The United States had its first uterus transplant performed in Cleveland on Feb 24, Wednesday. The operation, which took nine hours was reported to have transplanted a uterus from a dead donor to a 26-year old female whose identity was not disclosed.
The transplant is a breakthrough in the uterine factor infertility study, ABC News reported. The study’s main aim is to find a solution to the condition which hinders successful pregnancies of some women secondary to genetic abnormalities, scarring or underdevelopment of the uterus and fibroids.
An obstetrician-gynecologist and chairman of the Cleveland Women’s Health Institute stated that based on the initial study during last fall, women that have UFI would be requiring another option. He said that while surrogacy and adoption can offer a chance of becoming a parent, it also gives logistical issues which may not be satisfactory because of some cultural, personal or legal factors.

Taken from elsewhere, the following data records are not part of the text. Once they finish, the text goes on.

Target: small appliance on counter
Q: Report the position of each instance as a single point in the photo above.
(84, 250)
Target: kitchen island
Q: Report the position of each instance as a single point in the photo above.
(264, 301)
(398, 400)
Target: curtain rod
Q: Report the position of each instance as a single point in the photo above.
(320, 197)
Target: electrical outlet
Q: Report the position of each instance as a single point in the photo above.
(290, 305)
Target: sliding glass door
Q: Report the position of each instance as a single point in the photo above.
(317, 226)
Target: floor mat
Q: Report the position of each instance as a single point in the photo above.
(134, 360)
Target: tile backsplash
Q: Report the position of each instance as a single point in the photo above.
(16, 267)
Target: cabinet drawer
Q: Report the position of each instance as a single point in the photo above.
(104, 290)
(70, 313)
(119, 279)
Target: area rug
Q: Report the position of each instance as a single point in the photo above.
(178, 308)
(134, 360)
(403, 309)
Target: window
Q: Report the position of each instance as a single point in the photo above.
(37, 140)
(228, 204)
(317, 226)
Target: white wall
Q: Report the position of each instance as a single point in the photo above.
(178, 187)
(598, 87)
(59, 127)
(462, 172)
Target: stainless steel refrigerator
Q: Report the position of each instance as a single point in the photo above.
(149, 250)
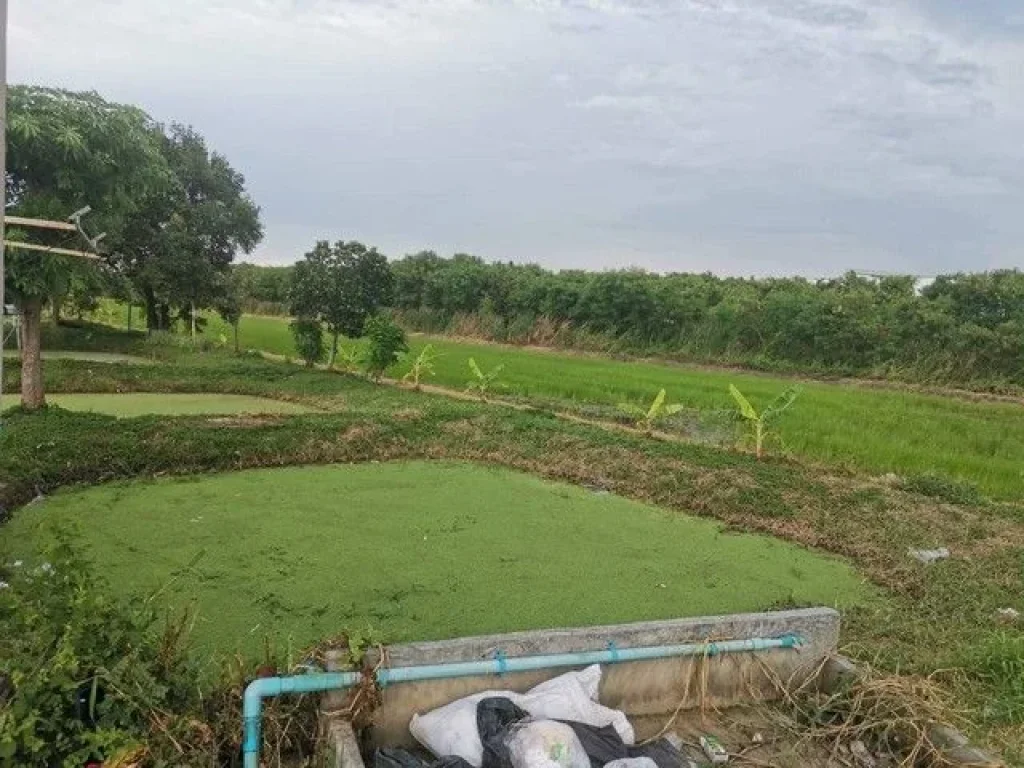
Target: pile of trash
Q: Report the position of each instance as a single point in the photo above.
(558, 724)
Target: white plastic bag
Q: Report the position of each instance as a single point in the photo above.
(545, 743)
(632, 763)
(452, 729)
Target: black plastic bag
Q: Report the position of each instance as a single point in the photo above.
(601, 744)
(389, 758)
(495, 717)
(604, 744)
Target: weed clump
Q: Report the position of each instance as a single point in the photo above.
(943, 488)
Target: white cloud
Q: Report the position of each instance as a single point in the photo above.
(742, 135)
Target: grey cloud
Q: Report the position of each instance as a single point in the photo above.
(741, 135)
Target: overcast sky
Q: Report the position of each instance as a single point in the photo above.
(740, 136)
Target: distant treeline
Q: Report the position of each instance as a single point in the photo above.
(961, 329)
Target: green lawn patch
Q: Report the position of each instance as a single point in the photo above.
(142, 403)
(419, 550)
(74, 354)
(876, 429)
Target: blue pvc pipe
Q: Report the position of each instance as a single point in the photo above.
(271, 687)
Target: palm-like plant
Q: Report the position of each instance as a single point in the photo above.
(481, 382)
(646, 418)
(757, 424)
(423, 367)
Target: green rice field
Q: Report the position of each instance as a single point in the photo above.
(873, 429)
(142, 403)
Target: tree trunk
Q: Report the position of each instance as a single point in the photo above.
(32, 364)
(334, 350)
(152, 316)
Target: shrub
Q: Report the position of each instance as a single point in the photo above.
(757, 424)
(385, 344)
(83, 675)
(87, 679)
(308, 335)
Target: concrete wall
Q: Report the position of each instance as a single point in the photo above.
(638, 687)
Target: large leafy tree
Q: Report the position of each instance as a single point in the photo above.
(67, 151)
(341, 286)
(178, 248)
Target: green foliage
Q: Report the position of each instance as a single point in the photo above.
(646, 418)
(757, 424)
(481, 383)
(341, 285)
(942, 487)
(85, 675)
(263, 290)
(349, 357)
(385, 344)
(997, 660)
(177, 248)
(422, 367)
(964, 328)
(308, 336)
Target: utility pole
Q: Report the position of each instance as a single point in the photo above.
(3, 172)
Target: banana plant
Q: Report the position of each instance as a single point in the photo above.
(646, 418)
(481, 382)
(757, 424)
(423, 367)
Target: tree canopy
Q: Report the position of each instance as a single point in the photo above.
(341, 286)
(178, 248)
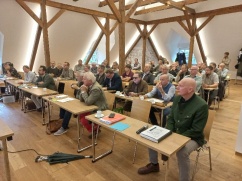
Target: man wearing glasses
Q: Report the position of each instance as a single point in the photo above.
(194, 75)
(136, 87)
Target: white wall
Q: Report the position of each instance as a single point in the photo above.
(72, 34)
(1, 50)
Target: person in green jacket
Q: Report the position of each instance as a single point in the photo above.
(188, 117)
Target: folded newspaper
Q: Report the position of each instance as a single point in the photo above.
(155, 133)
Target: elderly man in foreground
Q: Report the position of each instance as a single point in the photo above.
(188, 117)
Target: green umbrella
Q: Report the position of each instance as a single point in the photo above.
(59, 157)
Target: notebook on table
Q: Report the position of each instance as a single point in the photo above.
(155, 133)
(117, 117)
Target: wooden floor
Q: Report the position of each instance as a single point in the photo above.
(29, 133)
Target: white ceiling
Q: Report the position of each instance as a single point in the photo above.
(199, 7)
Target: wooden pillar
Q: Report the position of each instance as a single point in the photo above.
(144, 37)
(35, 48)
(191, 51)
(122, 37)
(107, 26)
(45, 33)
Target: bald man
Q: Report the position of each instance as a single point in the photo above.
(194, 75)
(163, 90)
(188, 117)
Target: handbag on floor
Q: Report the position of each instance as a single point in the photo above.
(53, 126)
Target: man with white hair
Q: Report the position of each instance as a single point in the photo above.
(194, 75)
(188, 117)
(91, 94)
(64, 114)
(147, 75)
(164, 70)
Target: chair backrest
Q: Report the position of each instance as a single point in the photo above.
(140, 110)
(208, 127)
(150, 88)
(110, 99)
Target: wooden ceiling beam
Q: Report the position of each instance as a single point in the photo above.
(132, 10)
(100, 25)
(55, 17)
(104, 3)
(142, 3)
(216, 12)
(30, 12)
(114, 10)
(184, 27)
(114, 27)
(204, 24)
(82, 10)
(164, 7)
(151, 30)
(180, 6)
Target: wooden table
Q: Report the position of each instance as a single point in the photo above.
(5, 132)
(67, 86)
(162, 108)
(39, 92)
(169, 146)
(75, 107)
(209, 90)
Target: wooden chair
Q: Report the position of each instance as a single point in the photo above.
(110, 99)
(140, 110)
(206, 146)
(150, 88)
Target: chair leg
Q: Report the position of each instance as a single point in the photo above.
(135, 148)
(195, 165)
(210, 158)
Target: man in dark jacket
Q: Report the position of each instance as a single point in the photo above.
(113, 81)
(45, 81)
(188, 117)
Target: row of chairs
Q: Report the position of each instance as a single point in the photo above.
(140, 110)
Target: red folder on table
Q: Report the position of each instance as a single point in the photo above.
(116, 118)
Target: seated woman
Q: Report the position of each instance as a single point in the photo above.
(91, 93)
(128, 74)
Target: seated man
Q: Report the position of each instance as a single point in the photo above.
(79, 66)
(94, 68)
(52, 70)
(136, 87)
(210, 80)
(222, 74)
(67, 73)
(112, 81)
(164, 70)
(100, 76)
(194, 75)
(147, 75)
(182, 73)
(137, 65)
(29, 76)
(66, 115)
(128, 74)
(45, 81)
(164, 90)
(188, 117)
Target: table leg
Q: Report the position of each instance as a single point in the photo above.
(43, 111)
(22, 99)
(94, 159)
(6, 161)
(79, 149)
(167, 169)
(161, 120)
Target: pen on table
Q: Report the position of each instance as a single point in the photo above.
(153, 129)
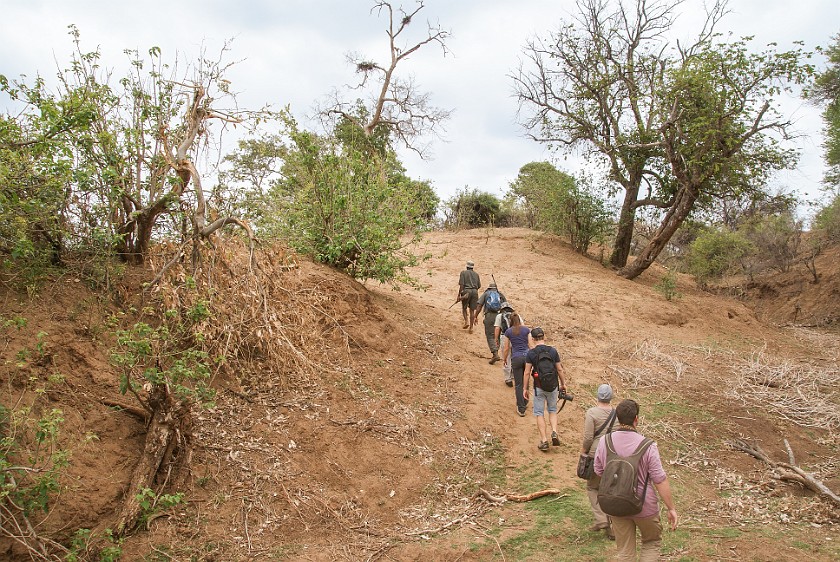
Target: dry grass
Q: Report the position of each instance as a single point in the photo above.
(802, 393)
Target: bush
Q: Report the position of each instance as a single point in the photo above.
(827, 221)
(775, 240)
(345, 202)
(715, 253)
(562, 205)
(470, 208)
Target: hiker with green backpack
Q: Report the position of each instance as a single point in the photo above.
(628, 463)
(490, 302)
(598, 421)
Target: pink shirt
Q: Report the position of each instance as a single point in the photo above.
(625, 443)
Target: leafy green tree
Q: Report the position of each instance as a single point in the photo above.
(688, 124)
(720, 134)
(347, 203)
(129, 149)
(473, 208)
(593, 87)
(826, 91)
(37, 174)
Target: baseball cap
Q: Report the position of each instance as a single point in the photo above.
(604, 393)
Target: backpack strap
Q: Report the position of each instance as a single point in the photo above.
(637, 454)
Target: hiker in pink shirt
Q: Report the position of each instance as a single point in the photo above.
(625, 439)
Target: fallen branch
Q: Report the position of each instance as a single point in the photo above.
(515, 497)
(787, 471)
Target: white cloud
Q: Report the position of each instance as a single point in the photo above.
(293, 52)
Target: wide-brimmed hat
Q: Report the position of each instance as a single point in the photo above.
(604, 393)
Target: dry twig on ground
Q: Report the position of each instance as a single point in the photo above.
(803, 394)
(788, 471)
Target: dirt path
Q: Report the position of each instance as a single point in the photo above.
(575, 300)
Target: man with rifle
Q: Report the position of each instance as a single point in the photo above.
(468, 285)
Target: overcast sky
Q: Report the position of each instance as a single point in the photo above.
(292, 52)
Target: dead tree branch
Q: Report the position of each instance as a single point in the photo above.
(787, 471)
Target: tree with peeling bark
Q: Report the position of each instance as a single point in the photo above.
(593, 86)
(609, 84)
(137, 157)
(722, 135)
(394, 102)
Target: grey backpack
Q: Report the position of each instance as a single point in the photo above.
(617, 491)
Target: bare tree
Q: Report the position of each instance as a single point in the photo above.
(594, 86)
(394, 102)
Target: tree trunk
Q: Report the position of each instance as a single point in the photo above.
(626, 224)
(166, 443)
(675, 216)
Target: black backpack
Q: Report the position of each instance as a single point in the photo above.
(493, 301)
(546, 372)
(617, 490)
(505, 321)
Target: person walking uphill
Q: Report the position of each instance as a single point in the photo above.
(624, 442)
(468, 285)
(599, 420)
(499, 328)
(490, 302)
(544, 362)
(516, 348)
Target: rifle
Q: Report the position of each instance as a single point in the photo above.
(459, 299)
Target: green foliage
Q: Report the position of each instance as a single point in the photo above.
(166, 355)
(826, 91)
(563, 205)
(345, 201)
(715, 253)
(827, 221)
(667, 286)
(152, 503)
(84, 543)
(31, 462)
(775, 240)
(470, 208)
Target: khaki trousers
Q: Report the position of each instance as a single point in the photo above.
(650, 530)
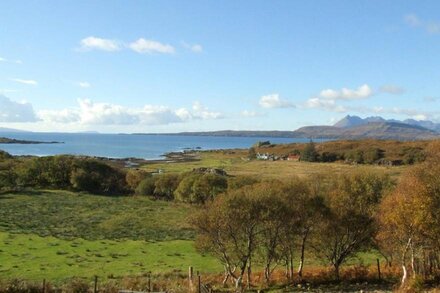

Uterus transplants were already performed in Sweden and Turkey, which have resulted in four births. However, the operation last Wednesday in Cleveland was the first in the US. However, uterus transplants lead to a number of moral issues and are filled with a lot of medical risks. In addition to this, the transplant only helps in enabling women to bear two pregnancies, the most.
Initially, the woman should allow her eggs to be removed and turned frozen. She will stay in immune system-suppressing drugs until the uterus becomes one with her body in order to prevent rejection. The UFI patient will then undergo biopsies every month and wait for at least a year prior to getting pregnant. A year of rest will allow the body to recover, as well as for the medication to be properly adjusted.
Uterine transplant is only allowed by the clinic for up to 10 times as part of the research. Its effectiveness and safety will then be decided. Around 50,000 women are undergoing screening as possible candidates for transplant, UPI reported.